Doublon. Quel étudiant sera motivé par une telle perspective : trois concours, de cinq à dix ans d’études et de travail dans une fonction indéterminée, sans connaître ses chances d’accéder un jour aux plus hauts échelons de la hiérarchie ? Et sous la houlette d’une nouvelle structure (encore une !), la délégation interministérielle à l’encadrement supérieur de l’Etat, dont on ignore tout. Qui garantira que cette délégation ne fera pas doublon avec l’actuelle direction générale de l’administration et de la fonction publique et qu’elle ne sera pas contaminée par le népotisme ou par la politisation ? Je rappelle que certains, récemment encore, prônaient le « spoil system » à l’américaine.

«Un bel exemple de cette haine de soi qui caractérise trop de nos compatriotes!»

La France, par son histoire, avait réussi ce miracle de rendre prestigieux le service de l’Etat, bien que très peu rémunérateur. Elle avait su, aussi, le protéger des interférences politiciennes. Au cours de ma carrière, j’ai rencontré toutes les opinions politiques mais rares furent les occasions où ces opinions ont entamé la réserve et la neutralité des hauts fonctionnaires que j’ai côtoyés. Voilà ce qui est mis en danger aujourd’hui. Un bel exemple de cette haine de soi qui caractérise trop de nos compatriotes !
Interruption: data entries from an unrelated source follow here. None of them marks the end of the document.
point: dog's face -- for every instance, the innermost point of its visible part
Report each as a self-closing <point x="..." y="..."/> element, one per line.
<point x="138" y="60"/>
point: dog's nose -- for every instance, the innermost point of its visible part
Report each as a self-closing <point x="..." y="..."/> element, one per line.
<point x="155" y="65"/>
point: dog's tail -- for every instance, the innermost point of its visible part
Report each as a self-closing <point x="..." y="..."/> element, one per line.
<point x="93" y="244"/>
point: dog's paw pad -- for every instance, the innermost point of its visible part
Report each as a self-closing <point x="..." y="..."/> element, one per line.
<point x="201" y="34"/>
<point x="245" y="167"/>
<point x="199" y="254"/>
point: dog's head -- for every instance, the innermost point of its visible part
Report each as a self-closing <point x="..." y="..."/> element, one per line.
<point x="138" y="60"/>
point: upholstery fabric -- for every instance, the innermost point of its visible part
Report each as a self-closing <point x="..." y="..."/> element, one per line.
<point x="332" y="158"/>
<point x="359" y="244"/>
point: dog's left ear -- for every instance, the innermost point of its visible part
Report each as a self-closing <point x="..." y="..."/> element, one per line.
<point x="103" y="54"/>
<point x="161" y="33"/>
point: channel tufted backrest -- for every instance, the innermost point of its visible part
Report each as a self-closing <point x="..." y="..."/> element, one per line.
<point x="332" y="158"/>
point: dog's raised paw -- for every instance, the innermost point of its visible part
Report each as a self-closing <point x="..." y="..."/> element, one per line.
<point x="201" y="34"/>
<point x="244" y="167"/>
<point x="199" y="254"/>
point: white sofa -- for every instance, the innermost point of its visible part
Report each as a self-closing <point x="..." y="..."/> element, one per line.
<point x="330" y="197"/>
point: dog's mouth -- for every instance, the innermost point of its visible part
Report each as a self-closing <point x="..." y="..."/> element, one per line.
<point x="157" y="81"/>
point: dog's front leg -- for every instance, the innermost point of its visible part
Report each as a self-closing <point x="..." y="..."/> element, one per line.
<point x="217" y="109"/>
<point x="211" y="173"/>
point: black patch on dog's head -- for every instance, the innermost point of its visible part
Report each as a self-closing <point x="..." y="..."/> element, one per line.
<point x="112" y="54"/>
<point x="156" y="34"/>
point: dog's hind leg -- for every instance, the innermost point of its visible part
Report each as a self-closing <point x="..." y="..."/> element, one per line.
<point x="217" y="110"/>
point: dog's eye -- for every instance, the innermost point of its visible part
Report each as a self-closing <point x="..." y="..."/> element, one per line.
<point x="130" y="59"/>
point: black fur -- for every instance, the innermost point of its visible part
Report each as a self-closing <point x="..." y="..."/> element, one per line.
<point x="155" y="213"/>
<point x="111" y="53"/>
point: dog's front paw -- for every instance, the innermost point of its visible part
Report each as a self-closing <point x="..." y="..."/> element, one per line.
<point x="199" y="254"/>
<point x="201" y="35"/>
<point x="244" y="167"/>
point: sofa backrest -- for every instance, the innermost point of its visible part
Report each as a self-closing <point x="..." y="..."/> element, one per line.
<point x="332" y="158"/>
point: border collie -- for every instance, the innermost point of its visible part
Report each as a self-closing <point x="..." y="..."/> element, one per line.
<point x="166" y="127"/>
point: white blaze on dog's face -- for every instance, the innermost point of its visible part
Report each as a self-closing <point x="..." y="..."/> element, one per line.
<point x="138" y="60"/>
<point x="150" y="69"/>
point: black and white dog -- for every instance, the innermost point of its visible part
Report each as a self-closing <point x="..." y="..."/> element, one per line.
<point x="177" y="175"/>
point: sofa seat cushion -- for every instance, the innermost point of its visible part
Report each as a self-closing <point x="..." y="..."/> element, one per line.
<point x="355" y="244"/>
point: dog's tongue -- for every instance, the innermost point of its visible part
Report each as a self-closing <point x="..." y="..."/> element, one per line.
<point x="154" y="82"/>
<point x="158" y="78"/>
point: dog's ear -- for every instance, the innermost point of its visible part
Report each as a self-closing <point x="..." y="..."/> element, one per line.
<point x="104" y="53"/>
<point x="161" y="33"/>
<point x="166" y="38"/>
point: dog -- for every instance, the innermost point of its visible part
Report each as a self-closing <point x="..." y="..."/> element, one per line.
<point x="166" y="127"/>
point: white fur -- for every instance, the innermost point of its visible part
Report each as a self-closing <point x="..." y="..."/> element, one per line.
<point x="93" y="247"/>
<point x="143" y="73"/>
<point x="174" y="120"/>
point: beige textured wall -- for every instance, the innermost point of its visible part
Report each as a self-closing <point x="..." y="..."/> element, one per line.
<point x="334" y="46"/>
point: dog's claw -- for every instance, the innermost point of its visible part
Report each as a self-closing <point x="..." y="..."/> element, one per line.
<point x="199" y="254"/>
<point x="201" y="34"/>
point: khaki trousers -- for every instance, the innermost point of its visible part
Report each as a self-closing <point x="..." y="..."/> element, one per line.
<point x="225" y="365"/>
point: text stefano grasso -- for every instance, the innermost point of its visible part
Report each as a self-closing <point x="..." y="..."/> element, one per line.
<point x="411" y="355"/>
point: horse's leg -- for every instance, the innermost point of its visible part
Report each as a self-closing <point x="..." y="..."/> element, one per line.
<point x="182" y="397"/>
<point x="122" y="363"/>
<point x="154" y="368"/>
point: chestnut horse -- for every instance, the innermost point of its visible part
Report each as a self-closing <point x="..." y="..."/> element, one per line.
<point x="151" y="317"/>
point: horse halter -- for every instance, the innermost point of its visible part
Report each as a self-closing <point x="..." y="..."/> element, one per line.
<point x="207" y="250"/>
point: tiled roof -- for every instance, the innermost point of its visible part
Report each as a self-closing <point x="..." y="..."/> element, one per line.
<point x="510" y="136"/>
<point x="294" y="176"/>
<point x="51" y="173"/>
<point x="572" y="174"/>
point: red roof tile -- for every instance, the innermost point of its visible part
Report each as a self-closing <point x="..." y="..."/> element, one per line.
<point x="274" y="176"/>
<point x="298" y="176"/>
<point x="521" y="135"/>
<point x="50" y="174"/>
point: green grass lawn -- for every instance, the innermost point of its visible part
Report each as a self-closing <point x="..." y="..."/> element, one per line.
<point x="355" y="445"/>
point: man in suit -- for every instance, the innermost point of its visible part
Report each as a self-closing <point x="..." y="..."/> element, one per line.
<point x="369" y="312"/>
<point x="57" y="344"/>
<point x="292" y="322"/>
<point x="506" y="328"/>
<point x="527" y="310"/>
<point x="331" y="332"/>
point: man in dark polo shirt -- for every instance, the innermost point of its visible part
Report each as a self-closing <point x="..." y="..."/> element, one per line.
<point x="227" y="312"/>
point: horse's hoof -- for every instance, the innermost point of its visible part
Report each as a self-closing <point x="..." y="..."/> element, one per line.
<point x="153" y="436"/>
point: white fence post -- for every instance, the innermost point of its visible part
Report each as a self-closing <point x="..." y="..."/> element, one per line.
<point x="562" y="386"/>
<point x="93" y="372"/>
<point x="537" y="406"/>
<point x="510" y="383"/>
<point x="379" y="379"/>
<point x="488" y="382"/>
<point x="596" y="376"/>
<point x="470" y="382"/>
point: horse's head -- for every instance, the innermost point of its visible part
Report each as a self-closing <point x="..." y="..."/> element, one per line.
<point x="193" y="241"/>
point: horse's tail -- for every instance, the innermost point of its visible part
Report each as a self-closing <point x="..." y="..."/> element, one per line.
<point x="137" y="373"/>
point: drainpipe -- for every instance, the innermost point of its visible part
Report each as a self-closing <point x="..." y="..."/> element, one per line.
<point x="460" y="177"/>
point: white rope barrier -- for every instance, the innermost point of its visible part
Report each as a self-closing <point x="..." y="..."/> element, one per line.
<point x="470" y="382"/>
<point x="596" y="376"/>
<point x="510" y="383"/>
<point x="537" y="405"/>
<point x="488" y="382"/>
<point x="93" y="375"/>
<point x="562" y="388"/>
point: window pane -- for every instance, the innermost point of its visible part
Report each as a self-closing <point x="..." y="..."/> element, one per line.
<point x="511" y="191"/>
Le décret créant l’ENA a été signé du Général de Gaulle et de Maurice Thorez après un long cheminement qui remonte à Jean Zay. Au lieu d’être fiers de cette histoire, ceux qui veulent supprimer l’école d’un trait de plume portent à mes yeux une lourde responsabilité. Je gage que cette prétendue réforme va éloigner du service de l’Etat une génération de jeunes gens de qualité et qu’ils vont durablement manquer à la bonne gouvernance de la République.

Bernard Attali est conseiller maître honoraire à la Cour des comptes, ancien élève de l’ENA.